KH: No. How the show is programmed is up to the mixer, but the console is my choice. I have used the Studer Vista5 system on many shows, and I appreciate its functionality and especially its sound quality compared to other alternatives. The Stagetec Aurus is my other favorite choice but unfortunately it is too big to use in many Broadway theatres. I know that Dave is very used to Digico consoles, so the Studer presented a bit of a learning curve, but I stand by my choice to use it. As for microphones and speakers, I tend to stick with what I know and am comfortable using- Sennheiser analog wireless and MKE-1 and MKE-2 capsules, and a full complement of Meyer Sound powered loudspeakers (M1Ds, MELODIEs, UPQ, UPJ, UPJunior, UPM, UPA, UMS, etc).
Photo by Matthew Murphy
How complicated is the playback system? How complicated is the vocal control and mixing?
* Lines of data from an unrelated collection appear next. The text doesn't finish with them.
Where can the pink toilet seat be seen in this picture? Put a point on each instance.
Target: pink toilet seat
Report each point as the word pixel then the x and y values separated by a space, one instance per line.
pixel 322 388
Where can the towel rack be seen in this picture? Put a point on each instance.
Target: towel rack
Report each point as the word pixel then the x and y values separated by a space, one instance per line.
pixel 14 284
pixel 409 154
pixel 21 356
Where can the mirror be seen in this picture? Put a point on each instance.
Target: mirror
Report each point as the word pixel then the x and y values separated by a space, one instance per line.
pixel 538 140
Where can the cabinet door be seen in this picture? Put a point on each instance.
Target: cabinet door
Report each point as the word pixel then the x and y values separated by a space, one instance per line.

KH: There are only a handful of playback cues in the show- all centered around the Chromolume in Act Two. The show's original orchestrator, Michael Starobin, created a revised Chromolume music cue and gave us about twenty-four stereo stems of different instruments that we could route to different areas in the theatre— some left, some right, some in the surrounds, some in the center, some overhead, so we could truly envelop the audience and provide a different image compared to the rest of the show. Josh added some additional sound effects to the cue in QLab, and that was about it.
The vocal mixing is just as complicated as any other Broadway musical; although there are some beautiful solo ballads, in typical Sondheim fashion there are also very fast sections with interwoven lines in "It's Hot Up Here" and "Putting it Together." These just take practice, but the end result is that nobody in the audience has to think about the mixing.
LD: How would you describe the sound of the show?
KH: I would hope for "transparent." My goal on 99% of the shows I do is to NEVER get in the way of the words and the music— to simply reinforce what's already there and not create a sonic barrier—either due to too much level, too little level, or "speaker-y" sounding audio—between the audience and the performers.